HM Revenue & Customs made 9,864 inheritance tax (IHT) repayments in the 2019-20 tax year — a 66 per cent increase on the 5,949 paid in the previous tax year, according to a Freedom of Information request.
Executors are able to apply for IHT refunds on losses made on the sale of inherited securities within 12 months of an individual’s death. The relief applies to listed shares, gilts and unit trusts, but not unlisted or Aim-traded shares.
Markets were rocked by the spread of the Covid-19 pandemic in last spring, with the first half of 2020 seeing the biggest falls in stock prices since the 2008 financial crisis.
Rachael Griffin, tax and financial planning expert at Quilter, the wealth manager which made the FOI request, said she was not surprised that families had taken advantage of the rules.
“We’ve been in a perfect storm. Markets were consistently down and for quite a while there wasn’t a view of them going up again,” she said.
IHT is charged on the value of an individual’s assets at death. It must normally be paid within six months of the death before the estate can be formally handed over to the family.
The tax is charged at 40 per cent for estates greater than the tax-free threshold of £325,000. Married couples and those in civil partnerships are able to combine their allowances and use the residence nil-rate band if a family home is passed down.
As well as reclaims on shares, a similar rule allows executors who sell a property for a lower value within four years of the death to claim an IHT refund.
Selling assets to reclaim the IHT paid will crystallise losses and would not be appropriate for some, tax experts warned, suggesting people take financial advice to understand their position.
HMRC did not provide a breakdown of whether the repayments made in the 2019-20 year were due to property or shares and the tax office said it could not readily provide this information.

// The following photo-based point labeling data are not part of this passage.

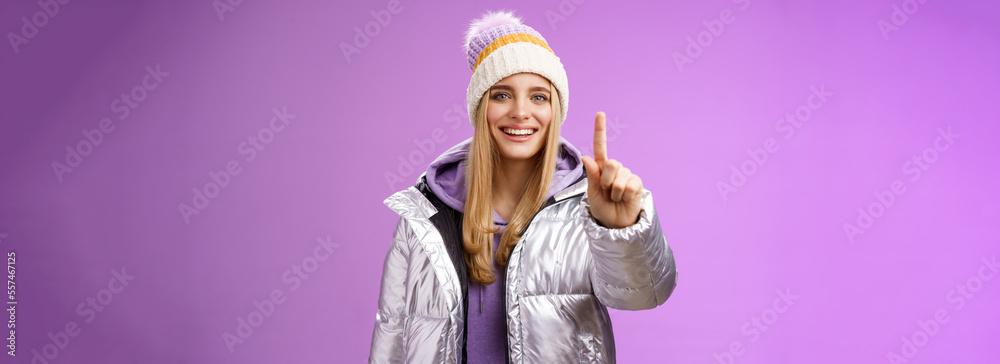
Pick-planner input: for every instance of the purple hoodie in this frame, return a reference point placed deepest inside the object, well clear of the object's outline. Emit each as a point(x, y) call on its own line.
point(446, 178)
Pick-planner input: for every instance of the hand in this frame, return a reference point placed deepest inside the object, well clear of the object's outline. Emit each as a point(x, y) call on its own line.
point(615, 194)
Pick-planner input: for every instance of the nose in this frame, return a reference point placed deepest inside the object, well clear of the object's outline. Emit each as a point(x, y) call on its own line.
point(520, 110)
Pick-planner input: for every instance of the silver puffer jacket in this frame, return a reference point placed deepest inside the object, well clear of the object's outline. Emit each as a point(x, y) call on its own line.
point(560, 278)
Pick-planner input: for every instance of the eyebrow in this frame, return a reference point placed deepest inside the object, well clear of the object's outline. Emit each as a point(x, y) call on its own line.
point(508, 88)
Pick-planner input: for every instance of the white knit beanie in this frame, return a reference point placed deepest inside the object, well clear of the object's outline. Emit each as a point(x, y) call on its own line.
point(499, 45)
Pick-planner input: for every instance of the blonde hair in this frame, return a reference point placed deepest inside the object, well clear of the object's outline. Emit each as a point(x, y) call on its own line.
point(481, 167)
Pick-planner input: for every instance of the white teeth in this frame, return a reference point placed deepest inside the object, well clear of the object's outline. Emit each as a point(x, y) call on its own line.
point(519, 131)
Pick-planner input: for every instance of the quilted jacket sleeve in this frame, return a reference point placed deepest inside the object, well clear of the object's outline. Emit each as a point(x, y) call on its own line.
point(388, 338)
point(633, 266)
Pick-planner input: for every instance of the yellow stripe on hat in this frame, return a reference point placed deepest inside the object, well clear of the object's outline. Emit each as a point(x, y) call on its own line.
point(509, 39)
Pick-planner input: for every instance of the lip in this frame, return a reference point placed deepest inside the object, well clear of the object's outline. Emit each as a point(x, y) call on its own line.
point(518, 138)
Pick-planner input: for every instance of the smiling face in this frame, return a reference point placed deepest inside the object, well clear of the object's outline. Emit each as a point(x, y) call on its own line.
point(518, 112)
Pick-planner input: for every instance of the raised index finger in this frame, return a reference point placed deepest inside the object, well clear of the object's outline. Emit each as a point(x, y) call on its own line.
point(600, 138)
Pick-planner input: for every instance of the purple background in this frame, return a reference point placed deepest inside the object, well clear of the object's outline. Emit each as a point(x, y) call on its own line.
point(681, 129)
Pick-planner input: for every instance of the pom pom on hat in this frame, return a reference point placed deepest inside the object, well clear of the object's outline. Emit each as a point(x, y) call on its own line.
point(498, 45)
point(490, 20)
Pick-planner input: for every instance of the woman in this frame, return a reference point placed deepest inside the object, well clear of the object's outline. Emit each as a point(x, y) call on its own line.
point(511, 245)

It also noted the number of repayments made did not equal the number of estates being refunded as one estate could receive several repayments.
Figures previously released by HMRC for the 2018-19 tax year showed there were 1,403 reclaims related to share losses and 4,546 for property losses.

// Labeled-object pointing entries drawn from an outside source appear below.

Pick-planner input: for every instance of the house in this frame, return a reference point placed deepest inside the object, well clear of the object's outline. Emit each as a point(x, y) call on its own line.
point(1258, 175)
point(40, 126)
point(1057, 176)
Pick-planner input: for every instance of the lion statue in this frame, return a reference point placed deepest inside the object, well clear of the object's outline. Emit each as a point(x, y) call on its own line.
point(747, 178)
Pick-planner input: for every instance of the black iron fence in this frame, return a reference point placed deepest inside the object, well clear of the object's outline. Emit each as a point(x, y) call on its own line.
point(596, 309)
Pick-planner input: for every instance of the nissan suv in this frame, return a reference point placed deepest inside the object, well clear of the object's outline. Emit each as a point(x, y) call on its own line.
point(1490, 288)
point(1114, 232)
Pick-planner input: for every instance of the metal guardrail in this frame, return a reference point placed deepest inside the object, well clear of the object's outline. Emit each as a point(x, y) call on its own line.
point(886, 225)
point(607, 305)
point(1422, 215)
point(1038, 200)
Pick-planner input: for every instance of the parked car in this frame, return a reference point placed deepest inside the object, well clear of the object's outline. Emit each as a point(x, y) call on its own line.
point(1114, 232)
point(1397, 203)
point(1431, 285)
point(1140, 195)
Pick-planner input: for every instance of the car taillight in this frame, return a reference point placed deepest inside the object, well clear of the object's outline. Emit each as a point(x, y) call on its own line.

However, advisers had predicted that the balance would be reversed in the latest figures on refunds, which were likely to have been driven by claims on share losses rather than property losses.
“You have a four-year window for property [refunds] but property prices have increased over the past four years so I would imagine the bulk of the increase is due to shares,” said Sean McCann, chartered financial planner at NFU Mutual.

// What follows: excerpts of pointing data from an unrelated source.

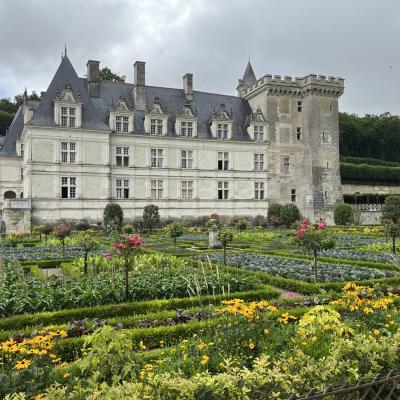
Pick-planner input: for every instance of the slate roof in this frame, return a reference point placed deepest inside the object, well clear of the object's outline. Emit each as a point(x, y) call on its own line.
point(249, 77)
point(95, 110)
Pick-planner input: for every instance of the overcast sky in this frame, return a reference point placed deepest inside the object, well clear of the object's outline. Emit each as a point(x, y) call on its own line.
point(354, 39)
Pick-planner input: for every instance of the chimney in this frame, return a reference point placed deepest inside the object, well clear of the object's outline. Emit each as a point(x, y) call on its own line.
point(93, 78)
point(139, 91)
point(188, 86)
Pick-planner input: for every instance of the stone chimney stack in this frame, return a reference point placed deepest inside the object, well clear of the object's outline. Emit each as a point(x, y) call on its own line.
point(139, 90)
point(188, 86)
point(93, 78)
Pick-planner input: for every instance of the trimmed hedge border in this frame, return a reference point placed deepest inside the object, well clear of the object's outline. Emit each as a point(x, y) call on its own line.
point(129, 309)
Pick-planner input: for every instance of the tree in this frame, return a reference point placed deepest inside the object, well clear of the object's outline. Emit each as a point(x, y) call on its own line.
point(107, 75)
point(88, 242)
point(175, 230)
point(391, 210)
point(225, 236)
point(289, 214)
point(113, 217)
point(61, 232)
point(394, 231)
point(274, 214)
point(344, 214)
point(314, 239)
point(127, 249)
point(151, 217)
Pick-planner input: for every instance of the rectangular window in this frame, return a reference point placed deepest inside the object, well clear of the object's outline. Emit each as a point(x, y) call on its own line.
point(286, 165)
point(258, 133)
point(223, 160)
point(68, 116)
point(156, 126)
point(259, 190)
point(68, 187)
point(68, 152)
point(223, 190)
point(156, 189)
point(298, 133)
point(293, 195)
point(122, 156)
point(222, 131)
point(187, 190)
point(187, 159)
point(258, 161)
point(156, 158)
point(122, 188)
point(121, 124)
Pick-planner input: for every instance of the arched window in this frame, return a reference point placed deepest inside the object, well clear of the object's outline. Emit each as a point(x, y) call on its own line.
point(10, 195)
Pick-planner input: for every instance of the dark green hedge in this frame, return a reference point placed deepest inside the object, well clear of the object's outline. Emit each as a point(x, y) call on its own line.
point(369, 174)
point(127, 309)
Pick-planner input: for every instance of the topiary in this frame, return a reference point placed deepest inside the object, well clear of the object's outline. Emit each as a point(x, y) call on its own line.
point(344, 214)
point(113, 217)
point(289, 214)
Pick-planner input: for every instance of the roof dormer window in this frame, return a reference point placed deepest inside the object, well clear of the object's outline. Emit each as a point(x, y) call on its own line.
point(121, 117)
point(186, 121)
point(221, 123)
point(68, 108)
point(156, 120)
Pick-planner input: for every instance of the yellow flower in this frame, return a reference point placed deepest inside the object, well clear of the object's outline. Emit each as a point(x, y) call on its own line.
point(23, 364)
point(204, 360)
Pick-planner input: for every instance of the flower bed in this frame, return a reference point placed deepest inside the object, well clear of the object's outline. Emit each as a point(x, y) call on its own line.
point(362, 256)
point(299, 269)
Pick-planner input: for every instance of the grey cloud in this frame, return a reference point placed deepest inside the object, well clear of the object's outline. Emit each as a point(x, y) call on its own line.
point(212, 38)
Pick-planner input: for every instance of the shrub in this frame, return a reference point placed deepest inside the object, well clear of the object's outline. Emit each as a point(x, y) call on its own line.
point(344, 215)
point(151, 217)
point(391, 210)
point(289, 214)
point(127, 229)
point(274, 214)
point(113, 217)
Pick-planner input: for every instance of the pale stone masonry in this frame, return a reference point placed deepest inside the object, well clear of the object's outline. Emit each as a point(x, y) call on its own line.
point(90, 142)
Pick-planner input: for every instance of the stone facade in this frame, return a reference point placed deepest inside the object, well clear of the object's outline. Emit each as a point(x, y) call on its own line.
point(88, 143)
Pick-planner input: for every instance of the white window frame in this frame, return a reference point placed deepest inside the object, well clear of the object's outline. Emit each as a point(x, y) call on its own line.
point(68, 116)
point(223, 161)
point(259, 133)
point(223, 190)
point(68, 152)
point(69, 183)
point(259, 160)
point(156, 157)
point(122, 188)
point(156, 189)
point(122, 156)
point(187, 189)
point(156, 126)
point(259, 190)
point(186, 159)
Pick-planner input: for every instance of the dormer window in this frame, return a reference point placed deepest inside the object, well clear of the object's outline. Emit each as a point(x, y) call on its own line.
point(121, 117)
point(221, 123)
point(156, 126)
point(68, 116)
point(186, 121)
point(156, 120)
point(257, 126)
point(68, 108)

To claim IHT reliefs, executors fill out either an IHT35 form on share losses, or an IHT38 form for property losses. For share losses, the reference point the tax office uses to calculate losses is the whole of the share portfolio, not just individual shares that are now trading at a loss. If some shares or unit trusts have risen, all the sales are aggregated.
HMRC said: “Many assets fluctuate in value over time. The inheritance tax calculation is initially made on the value at death rather than on sale proceeds, when the price of an asset may have increased or decreased.
“Taxpayers may be able to apply for a refund if land, including residential property, is later sold at a lower price than the initial valuation.”